A reader informed me that Mail on Sunday columnist Peter Hitchens proposed that there should be compulsory voting, on condition there was a box for “none of the above”. If the “none of the above” hit 30% then no MP would be selected for that constituency.”

This is an interesting idea. So let’s look at a couple of possible variations:

1. Perhaps there should be a place on the list of candidates called “No MP”.  Then if the majority of voters chose the “No MP” option, then that constituency would just not have any MP for the next parliament.

We could even develop this. Each MP costs us over £300,000 in salary, expenses, subsidised meals and drinks, freebie foreign trips and general troughing. What if voters had the option that if they voted “No MP” then £100,000 would be given to local charities each year, thus saving over £200,000 for that constituency each year – £1,000,000 over the 5-year life of a parlament. So, if 200 constituencies voted “No MP”, there would be an extra £100,000,000 for local charities and a £200,000,000 saving for taxpayers over a parliament.

2. Or there could be another possibility. What if there was a rule that if the voter turnout in a constituency was below 50%, then that constituency would lose the right to have an MP at Westminster.

Then you could still apply the rule that in each constituency with no MP, £500,000 is donated to local charities and £1,000,000 is saved for taxpayers for the life of the next parliament.

Of course, this is all idle dreaming. This would give us true democracy and it would make our useless, greedy, self-serving, thieving MPs work for a living.

In the meantime, it seems most MPs use their position to fill their pockets with as much money as they can.

Here’s how Tory Tim Yeo spends much of his time (click to see more clearly)

And here’s how Simon Reevell fills much of his time – working as a barrister:

3 comments to Wouldn’t it be wonderful if we could vote to NOT have an MP?

  • I think that Simon Reevell has the right idea. The more MPs do outside Parliament, the less they can foul up our lives. I can’t help thinking that the avalanche of legislation and regulation comes from the fact that they have too much time on their hands. Why not return to the days when MPs weren’t paid at all, and had to rely on other occupations?

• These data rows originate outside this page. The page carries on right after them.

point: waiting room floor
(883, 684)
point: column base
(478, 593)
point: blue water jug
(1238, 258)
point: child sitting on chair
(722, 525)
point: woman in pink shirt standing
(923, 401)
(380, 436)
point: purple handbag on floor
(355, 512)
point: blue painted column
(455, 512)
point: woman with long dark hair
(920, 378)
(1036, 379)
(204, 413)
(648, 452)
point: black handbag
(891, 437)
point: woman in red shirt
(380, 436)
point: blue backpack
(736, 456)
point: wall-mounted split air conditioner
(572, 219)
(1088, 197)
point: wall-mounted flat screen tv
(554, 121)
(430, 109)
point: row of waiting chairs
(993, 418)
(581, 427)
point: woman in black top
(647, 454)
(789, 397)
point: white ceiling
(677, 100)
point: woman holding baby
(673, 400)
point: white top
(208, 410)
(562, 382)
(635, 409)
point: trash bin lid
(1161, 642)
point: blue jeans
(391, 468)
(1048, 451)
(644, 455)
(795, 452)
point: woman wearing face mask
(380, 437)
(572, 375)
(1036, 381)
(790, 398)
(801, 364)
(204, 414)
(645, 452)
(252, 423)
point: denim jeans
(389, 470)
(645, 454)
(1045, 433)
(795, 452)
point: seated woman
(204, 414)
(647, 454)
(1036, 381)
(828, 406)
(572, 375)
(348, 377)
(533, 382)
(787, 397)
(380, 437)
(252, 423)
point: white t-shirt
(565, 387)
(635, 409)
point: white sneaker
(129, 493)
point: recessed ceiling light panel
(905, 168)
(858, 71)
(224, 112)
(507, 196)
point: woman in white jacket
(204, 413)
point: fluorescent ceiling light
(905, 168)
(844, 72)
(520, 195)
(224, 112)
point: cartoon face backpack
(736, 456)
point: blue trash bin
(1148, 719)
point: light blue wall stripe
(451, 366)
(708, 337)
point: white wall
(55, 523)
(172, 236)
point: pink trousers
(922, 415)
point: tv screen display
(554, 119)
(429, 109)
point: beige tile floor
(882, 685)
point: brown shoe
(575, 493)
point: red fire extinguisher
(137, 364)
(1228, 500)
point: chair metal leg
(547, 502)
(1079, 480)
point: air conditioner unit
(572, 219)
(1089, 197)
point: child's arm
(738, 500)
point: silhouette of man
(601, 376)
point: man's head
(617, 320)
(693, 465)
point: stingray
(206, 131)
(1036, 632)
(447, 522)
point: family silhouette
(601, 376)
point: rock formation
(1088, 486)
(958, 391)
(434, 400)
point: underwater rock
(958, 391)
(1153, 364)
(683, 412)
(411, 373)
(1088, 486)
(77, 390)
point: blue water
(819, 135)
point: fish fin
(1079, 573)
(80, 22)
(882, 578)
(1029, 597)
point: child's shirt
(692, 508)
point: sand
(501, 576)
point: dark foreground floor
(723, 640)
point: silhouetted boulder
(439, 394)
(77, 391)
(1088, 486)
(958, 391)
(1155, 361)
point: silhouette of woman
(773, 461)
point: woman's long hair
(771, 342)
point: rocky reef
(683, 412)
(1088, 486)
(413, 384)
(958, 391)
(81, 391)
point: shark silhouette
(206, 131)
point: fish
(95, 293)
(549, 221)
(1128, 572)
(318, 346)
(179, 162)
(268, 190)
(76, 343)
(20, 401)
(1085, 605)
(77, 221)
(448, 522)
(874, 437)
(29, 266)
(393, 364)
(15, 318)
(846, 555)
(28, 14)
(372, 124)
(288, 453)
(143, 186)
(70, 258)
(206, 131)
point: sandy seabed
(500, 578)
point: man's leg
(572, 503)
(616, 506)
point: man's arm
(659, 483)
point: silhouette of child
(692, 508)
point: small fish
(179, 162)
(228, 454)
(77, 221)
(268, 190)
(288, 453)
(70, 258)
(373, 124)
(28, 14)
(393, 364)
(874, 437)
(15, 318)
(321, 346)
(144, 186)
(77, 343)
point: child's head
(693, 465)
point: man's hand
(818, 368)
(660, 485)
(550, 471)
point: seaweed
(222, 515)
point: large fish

    Yeo, on the other hand, should be prosecuted for the death of every pensioner that freezes to death this winter because they can’t afford to heat their homes, along with the rest of the Warmist cabal.

  • time machine

    looks like tim yeo is a busy man. 9th may 17 hours work. maybe he can now sue someone for exceeding the working time directive fir excessive working hours.

  • John Fields

    Your article makes me realise that the whole rotten system needs to be
    abolished. What we could put in its place would make a good debating point!